Gemessen an dem, was die Ukraine brauchte, reichte Elmau nicht. Präsident Selenskyj, der per Video zugeschaltet war, dankte den G7-Partnern mit der ihm eigenen diplomatischen Beharrlichkeit – und ließ dabei keinen Zweifel daran, dass er mehr erwartet hatte. Schwere Waffen, schnellere Entscheidungen, weniger Rücksicht auf russische Empfindlichkeiten: Das war Kyjiws Botschaft, die zwischen den Zeilen jedes Beifalls mitschwang.
Für Deutschland selbst markierte Elmau einen weiteren Schritt auf einem Weg, dessen Ziel noch nicht klar erkennbar war. Die Zeitenwende, die Scholz nach dem russischen Überfall ausgerufen hatte, war mehr Ankündigung als vollzogene Wirklichkeit. Dass diese Wirklichkeit sich bis Jahresende deutlich verändert haben würde – durch den Gaslieferstopp, die Sprengung der Nord-Stream-Pipelines und den Weiterbetrieb von Kohlekraftwerken –, ahnte man auf Schloss Elmau allenfalls.

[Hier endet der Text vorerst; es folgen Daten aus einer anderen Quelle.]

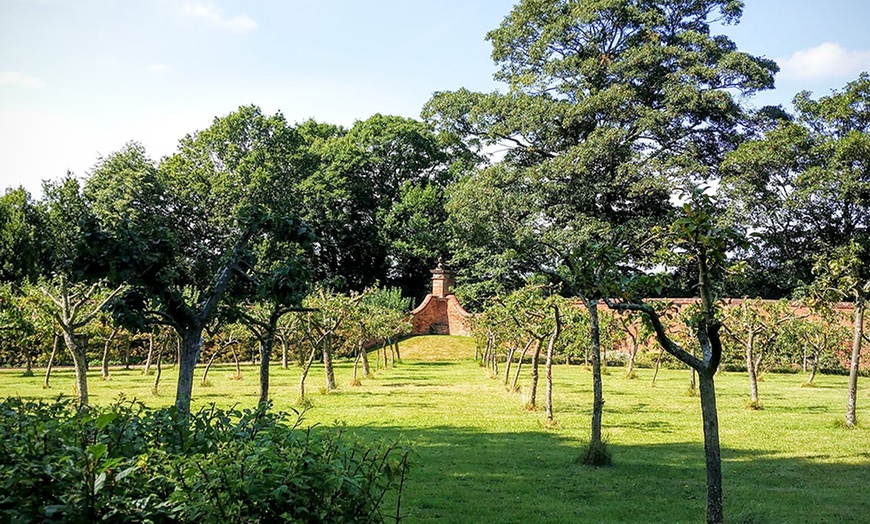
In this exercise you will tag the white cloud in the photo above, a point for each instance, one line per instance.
(14, 78)
(828, 60)
(213, 15)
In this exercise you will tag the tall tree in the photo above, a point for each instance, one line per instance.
(74, 295)
(180, 232)
(610, 105)
(813, 177)
(362, 174)
(21, 247)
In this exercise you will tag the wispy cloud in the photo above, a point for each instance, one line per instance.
(15, 78)
(828, 60)
(209, 12)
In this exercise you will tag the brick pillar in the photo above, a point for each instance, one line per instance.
(442, 279)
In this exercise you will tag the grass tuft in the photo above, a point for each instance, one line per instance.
(596, 456)
(748, 516)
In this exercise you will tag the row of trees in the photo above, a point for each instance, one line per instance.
(223, 230)
(632, 169)
(759, 336)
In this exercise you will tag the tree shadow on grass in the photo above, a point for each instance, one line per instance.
(468, 475)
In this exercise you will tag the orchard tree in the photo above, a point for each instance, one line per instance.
(607, 101)
(806, 184)
(755, 325)
(363, 198)
(700, 235)
(181, 232)
(73, 296)
(22, 248)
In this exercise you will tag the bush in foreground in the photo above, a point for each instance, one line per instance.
(126, 463)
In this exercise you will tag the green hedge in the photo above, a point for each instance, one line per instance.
(126, 463)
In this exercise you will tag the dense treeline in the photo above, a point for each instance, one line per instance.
(631, 170)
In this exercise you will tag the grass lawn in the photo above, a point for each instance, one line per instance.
(481, 457)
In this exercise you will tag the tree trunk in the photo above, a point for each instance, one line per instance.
(104, 369)
(305, 367)
(265, 359)
(147, 370)
(533, 388)
(507, 363)
(813, 369)
(520, 365)
(367, 369)
(28, 364)
(858, 331)
(629, 372)
(191, 344)
(551, 348)
(236, 360)
(285, 348)
(81, 366)
(155, 387)
(658, 364)
(751, 369)
(45, 384)
(327, 363)
(712, 453)
(597, 394)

| Thema | Beschluss | Bewertung |
|---|---|---|
| Ukraine-Militärhilfe | Fortführung zugesagt, keine Obergrenzen | Symbolisch stark, konkret vage |
| Ölpreisdeckel Russland | Grundsatzeinigung erzielt | Wichtiger Präzedenzfall |
| Energiewende | Kurzfristige Gasalternativen toleriert | Widerspruch zu Klimazielen |
| Globale Infrastruktur | 600-Milliarden-Programm angekündigt | Finanzierung offen |
| Getreideexporte Ukraine | Verurteilung der Blockade | Ohne Durchsetzungsmechanismus |
Was bleibt von Elmau
Gipfeltreffen werden oft schon vergessen, bevor die Delegationen ihre Koffer gepackt haben. Elmau war anders – nicht wegen spektakulärer Durchbrüche, sondern wegen der historischen Last, unter der er stattfand. Zum ersten Mal seit dem Ende des Kalten Krieges diskutierten die führenden westlichen Demokratien nicht über Regulierung oder Handelsabkommen, sondern über Krieg, Energieabhängigkeit und die Frage, wie weit die Solidarität mit einem überfallenen Land reicht.
Die Antwort von Elmau lautete: weit genug, um Einheit zu demonstrieren – aber nicht weit genug, um alle Zweideutigkeiten aufzulösen. Das war ehrlich, wenn auch unbefriedigend. Und es war bezeichnend für eine westliche Gemeinschaft, die im Sommer 2022 begann zu begreifen, dass die kommenden Jahre teurer, gefährlicher und komplizierter werden würden als die Jahrzehnte zuvor.